Then, in June, President Calderon is to chair the next gathering of the G20, the finance ministers and often the presidents of the world's more powerful economies, including the European Union, the United States, South Africa, South Korea, India, Brazil, Russia, Japan and France. The intent of the annual meeting is to discuss and resolve issues jeopardizing the stability of the global economy.
Los Cabos Convention Center, three weeks ago... |
The website that either Mexico or the G20 created to help showcase the gathering claims that "Los Cabos has all of the necessary facilities...to hold this important international event." That's a stretch, given the frantic efforts to create virtually overnight the region's first substantial and secure convention center. Work on the project began just this fall. Will it be ready for the summit?
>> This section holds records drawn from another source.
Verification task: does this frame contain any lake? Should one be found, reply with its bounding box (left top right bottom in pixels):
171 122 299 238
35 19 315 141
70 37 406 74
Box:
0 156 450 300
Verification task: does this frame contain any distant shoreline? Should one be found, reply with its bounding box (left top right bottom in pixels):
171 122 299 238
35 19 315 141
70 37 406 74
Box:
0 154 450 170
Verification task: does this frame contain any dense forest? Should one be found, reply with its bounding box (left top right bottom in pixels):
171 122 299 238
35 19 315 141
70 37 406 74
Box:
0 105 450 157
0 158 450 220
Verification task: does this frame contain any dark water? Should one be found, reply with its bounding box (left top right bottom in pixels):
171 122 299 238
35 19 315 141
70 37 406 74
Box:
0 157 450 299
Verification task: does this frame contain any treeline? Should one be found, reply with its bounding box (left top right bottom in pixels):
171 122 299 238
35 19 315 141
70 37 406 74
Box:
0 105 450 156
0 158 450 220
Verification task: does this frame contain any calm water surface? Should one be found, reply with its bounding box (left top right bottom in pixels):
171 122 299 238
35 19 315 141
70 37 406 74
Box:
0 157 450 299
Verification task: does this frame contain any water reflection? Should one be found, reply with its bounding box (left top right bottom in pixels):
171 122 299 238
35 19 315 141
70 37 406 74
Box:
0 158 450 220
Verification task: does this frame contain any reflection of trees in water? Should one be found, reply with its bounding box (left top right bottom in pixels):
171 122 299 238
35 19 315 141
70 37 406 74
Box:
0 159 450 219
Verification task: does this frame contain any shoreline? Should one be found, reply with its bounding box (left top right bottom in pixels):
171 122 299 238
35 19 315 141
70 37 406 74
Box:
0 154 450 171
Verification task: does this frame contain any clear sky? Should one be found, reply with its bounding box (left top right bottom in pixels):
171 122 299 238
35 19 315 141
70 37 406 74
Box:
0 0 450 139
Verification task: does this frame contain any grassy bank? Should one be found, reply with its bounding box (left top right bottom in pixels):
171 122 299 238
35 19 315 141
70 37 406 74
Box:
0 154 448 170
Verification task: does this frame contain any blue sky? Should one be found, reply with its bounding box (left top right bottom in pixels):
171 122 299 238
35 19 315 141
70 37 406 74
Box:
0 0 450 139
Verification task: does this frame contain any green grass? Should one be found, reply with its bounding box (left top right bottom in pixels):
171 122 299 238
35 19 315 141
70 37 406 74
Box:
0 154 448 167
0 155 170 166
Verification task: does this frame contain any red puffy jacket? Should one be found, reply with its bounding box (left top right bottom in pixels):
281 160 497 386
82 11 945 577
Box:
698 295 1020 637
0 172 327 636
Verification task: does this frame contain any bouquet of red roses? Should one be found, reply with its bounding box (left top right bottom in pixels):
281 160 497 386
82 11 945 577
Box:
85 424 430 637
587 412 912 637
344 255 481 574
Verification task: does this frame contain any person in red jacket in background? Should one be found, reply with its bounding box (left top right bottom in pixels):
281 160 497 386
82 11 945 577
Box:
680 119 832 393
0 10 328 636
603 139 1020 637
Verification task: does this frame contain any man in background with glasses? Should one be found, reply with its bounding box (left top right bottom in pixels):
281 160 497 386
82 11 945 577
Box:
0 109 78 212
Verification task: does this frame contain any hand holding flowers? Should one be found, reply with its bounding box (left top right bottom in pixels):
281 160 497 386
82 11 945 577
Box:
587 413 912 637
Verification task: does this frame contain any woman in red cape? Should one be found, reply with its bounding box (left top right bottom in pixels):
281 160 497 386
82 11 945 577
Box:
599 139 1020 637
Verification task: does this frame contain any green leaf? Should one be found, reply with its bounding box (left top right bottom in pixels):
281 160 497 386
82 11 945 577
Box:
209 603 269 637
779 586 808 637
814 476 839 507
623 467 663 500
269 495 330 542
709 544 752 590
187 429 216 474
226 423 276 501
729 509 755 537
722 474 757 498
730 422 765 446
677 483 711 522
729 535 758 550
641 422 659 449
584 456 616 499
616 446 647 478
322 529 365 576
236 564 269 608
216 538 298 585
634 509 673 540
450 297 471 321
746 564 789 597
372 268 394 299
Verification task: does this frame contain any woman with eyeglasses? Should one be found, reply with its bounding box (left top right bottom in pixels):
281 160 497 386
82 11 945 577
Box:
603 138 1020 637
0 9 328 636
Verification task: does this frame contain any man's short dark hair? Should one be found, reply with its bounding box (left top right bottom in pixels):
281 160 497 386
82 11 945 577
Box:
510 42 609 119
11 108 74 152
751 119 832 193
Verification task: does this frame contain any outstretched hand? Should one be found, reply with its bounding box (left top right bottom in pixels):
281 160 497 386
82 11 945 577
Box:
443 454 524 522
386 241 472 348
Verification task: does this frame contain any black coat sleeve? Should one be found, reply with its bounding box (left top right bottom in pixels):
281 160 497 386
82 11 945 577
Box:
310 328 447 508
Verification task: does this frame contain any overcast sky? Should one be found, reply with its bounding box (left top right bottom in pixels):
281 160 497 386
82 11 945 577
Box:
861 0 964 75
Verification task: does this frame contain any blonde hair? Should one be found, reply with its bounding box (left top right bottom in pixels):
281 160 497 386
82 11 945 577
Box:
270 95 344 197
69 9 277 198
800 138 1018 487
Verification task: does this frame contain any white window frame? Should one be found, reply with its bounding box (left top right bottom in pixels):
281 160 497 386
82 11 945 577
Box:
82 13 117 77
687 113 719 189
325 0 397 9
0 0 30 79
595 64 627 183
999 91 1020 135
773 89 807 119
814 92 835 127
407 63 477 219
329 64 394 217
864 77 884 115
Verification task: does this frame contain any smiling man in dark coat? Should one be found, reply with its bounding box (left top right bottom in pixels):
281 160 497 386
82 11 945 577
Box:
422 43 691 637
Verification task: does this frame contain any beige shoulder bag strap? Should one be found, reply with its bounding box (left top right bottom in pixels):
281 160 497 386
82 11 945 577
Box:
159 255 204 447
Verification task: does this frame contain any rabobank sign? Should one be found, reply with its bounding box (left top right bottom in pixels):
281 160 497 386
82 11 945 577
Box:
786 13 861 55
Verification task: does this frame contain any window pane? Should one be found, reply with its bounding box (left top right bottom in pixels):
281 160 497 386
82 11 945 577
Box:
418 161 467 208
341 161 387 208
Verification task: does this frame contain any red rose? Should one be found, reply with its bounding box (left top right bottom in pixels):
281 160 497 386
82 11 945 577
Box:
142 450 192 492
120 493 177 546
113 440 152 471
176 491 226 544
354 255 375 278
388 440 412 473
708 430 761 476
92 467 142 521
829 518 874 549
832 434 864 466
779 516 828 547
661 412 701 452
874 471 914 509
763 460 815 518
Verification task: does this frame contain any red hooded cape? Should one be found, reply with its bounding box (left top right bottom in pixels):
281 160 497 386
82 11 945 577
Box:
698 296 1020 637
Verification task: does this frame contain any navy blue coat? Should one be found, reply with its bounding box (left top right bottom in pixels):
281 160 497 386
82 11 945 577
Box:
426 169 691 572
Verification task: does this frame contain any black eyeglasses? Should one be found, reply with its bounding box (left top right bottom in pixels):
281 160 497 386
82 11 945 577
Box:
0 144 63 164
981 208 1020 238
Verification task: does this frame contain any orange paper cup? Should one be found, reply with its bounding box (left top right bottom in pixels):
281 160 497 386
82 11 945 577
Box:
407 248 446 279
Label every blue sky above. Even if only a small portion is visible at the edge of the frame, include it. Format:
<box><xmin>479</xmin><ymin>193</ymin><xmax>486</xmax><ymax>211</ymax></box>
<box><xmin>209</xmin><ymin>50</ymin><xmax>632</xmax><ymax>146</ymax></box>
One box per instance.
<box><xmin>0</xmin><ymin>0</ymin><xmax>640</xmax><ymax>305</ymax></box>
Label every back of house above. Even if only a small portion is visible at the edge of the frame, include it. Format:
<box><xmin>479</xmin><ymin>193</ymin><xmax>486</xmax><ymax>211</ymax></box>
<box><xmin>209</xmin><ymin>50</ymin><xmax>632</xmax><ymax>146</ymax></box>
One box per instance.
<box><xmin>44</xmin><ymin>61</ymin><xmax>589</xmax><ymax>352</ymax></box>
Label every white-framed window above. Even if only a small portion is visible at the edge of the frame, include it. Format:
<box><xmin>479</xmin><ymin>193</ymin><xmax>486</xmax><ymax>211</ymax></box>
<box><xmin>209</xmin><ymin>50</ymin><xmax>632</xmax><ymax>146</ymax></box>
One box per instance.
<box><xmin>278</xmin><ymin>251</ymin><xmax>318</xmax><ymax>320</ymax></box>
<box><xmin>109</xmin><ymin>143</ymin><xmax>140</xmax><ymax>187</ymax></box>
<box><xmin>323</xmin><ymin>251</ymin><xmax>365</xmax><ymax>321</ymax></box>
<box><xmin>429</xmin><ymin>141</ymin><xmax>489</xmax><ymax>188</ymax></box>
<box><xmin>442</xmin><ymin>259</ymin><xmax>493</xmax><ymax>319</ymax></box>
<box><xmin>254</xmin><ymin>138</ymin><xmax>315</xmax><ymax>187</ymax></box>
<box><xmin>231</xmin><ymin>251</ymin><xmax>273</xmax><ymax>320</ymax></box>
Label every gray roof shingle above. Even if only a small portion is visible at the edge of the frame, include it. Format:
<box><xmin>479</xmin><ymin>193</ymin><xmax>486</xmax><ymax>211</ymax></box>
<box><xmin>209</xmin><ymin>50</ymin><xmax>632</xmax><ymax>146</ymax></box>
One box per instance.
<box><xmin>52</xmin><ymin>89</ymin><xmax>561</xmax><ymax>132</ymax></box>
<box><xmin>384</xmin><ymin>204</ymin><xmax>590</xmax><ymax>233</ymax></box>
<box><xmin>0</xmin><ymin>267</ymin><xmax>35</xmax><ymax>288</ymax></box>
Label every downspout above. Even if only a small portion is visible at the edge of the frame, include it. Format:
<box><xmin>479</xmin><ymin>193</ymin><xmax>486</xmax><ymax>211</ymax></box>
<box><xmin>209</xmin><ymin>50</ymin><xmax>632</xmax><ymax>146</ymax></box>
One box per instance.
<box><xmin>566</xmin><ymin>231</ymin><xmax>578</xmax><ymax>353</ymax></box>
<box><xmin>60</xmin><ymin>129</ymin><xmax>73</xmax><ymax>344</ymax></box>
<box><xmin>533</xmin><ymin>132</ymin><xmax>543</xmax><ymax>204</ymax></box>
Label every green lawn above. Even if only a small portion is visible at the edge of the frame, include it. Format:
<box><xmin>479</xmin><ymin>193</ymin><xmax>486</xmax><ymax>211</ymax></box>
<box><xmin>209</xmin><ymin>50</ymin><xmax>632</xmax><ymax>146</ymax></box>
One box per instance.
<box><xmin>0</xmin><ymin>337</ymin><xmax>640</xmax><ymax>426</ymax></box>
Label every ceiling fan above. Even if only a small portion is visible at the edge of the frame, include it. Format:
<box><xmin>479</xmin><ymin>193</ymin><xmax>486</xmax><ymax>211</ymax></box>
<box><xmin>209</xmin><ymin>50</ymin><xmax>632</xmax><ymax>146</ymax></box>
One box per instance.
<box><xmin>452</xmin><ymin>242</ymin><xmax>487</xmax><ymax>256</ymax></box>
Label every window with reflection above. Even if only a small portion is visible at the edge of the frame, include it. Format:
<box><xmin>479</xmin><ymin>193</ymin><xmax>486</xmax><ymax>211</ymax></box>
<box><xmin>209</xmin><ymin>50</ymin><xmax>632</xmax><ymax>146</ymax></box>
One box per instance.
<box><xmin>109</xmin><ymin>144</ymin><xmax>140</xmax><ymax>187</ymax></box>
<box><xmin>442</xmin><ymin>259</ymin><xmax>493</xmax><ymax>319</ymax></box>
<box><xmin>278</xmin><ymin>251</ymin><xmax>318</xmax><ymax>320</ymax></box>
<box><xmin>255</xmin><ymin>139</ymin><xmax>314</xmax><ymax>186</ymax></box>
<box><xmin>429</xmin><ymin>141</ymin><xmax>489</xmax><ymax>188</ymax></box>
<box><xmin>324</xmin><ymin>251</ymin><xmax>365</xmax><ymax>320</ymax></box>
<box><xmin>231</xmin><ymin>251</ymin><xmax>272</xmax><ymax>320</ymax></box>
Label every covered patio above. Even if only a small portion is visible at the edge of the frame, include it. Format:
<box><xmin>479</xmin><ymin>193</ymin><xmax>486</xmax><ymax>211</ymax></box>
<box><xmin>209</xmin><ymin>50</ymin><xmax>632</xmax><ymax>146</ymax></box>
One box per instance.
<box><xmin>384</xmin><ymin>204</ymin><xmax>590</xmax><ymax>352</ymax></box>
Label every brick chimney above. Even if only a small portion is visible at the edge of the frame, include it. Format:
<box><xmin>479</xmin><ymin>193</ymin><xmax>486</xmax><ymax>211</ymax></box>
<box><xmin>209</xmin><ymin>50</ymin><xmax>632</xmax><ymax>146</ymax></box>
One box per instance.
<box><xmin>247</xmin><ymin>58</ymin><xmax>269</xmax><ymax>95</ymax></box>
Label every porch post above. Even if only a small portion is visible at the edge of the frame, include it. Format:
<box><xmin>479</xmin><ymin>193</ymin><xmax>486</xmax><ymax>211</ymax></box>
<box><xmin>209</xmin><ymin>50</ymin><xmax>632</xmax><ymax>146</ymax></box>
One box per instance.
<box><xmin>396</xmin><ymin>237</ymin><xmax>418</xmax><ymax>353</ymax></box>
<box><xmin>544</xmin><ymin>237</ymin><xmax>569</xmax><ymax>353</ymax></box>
Local residents are speculating about that, with most seeming confident that it will be. (However, today's Los Angeles Times feature, about Mexico City's controversial bicentennial monument, the Pillar of Light, which was unveiled 16 months late, isn't encouraging.) Even if the convention center isn't ready for the summit, locals are excited about what it will mean for the area when it is finished: A place big enough and plush enough to draw even more foreign visitors to the region's golf courses, resorts, pangas and beaches.
...and yesterday |
A local English-language newspaper, the biweekly Gringo Gazette, puts the cost of the nearly 60,000-square-foot facility at $91 million in U.S. currency. As I look at the scale of the construction, however, that seems low. At the least, I doubt that that figure includes the cost to build an access bridge over the highway that dignitaries will use en route from and to the airport. That's nearly complete.